I had been in the hospital over a month, when the nurse came in to tell me that they were sending me home. I still could not walk and could only move a few of the fingers on my left hand. I said I was not ready to go home. She said that was just my hard luck as lots of the people afflicted could not walk, and that I was one of those who would never walk again. It was 1949, I had Bulbar Spinal Polio I had two children at home and was 6 months pregnant. I was not ready to assume the duties of a wife and a mother and be a homemaker. How was I to manage?
But I’m getting ahead of myself, my story began two months earlier, at the end of summer. In September of 1949, I was enjoying life and especially raising my children. As most wives living on farms I was myself a farmer, gardener, housewife and mother. Yes it was a lot of work, but that is what our lives asked of us. My life in 1949 had rhythms to it, rhythms according to the seasons. Late summer, when my story begins, is the busiest time on the farm as many crops are ready for harvest. As we grew many vegetables, there is always something new to tend to, harvest, can, pickle or store.
So, while summer was the time for harvesting and canning, summer was also the time polio season came around. Polio to most of us was something to read about, hear about, talk about but we never gave much thought to it personally affecting us. During the summer of 1949, I like countless others, was going about my work and driving myself far beyond my strength. In addition to the farm work, I cared for my two children, a big garden, and that summer I was also repairing furniture.
I became sick while hoeing in my garden. I developed such a headache, and got so weak I fell to the ground and could not walk. I had to crawl to the house on my hands and knees. It was long way to the house.
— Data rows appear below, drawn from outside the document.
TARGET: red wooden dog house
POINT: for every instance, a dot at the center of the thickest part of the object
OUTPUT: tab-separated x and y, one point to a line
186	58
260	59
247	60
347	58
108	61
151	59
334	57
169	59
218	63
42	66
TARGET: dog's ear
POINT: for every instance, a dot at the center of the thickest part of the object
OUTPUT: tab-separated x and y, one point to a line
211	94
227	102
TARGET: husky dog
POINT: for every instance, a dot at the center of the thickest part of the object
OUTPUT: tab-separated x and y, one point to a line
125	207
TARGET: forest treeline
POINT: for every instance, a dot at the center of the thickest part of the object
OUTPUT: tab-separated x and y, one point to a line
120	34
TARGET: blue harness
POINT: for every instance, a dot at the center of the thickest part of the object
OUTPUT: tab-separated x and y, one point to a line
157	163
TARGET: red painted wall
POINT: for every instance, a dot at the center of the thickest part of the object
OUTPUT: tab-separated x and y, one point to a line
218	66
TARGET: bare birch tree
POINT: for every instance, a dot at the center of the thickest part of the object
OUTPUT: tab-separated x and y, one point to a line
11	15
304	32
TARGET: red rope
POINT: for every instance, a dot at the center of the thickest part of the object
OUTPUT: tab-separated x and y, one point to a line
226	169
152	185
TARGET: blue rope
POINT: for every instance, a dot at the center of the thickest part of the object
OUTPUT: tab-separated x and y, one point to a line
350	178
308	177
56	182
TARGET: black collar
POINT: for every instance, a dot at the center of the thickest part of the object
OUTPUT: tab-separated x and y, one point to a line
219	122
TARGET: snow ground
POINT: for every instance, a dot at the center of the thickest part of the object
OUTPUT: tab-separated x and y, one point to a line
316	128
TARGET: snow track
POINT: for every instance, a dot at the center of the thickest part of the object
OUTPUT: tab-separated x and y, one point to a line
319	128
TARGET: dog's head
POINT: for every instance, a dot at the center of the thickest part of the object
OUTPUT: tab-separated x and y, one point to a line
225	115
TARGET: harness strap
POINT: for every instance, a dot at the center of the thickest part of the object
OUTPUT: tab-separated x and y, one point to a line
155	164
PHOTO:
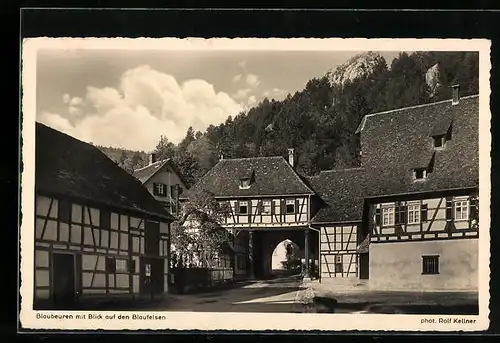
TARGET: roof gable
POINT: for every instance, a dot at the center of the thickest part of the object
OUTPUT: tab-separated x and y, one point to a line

No one was home except for my ten year old son and my nineteen month old baby boy. My husband was away for two days as he was periodically, to pick up machinery to fix. I managed to crawl up onto a bed and I lay there for two days. Later I found out that polio only infects a few kinds of nerve cells. In the most dangerous cases, the virus infects the cells that allow you to breathe and swallow. During these two days I was unable to swallow properly. So, while my son fed and looked after the baby, I refused food and water – as the polio had begun to affect my ability to swallow. When my husband returned home late in the evening; he did not disturb me, as my son said I had a headache. I had a fitful night’s sleep. On the evening of the third day I woke and was again alone with the two children. I realized I had to call the doctor. I crawled to the telephone and managed to hang on to a chair to call the doctor. He was only a little while in coming the six miles to our place. He asked me if I was afraid of getting polio. I had not been afraid for myself, as it was usually infants and children that were affected. I was afraid my children might get polio. This was the evening of the sixth of September 1949. He gave me an examination and then told me his findings; he said I had polio.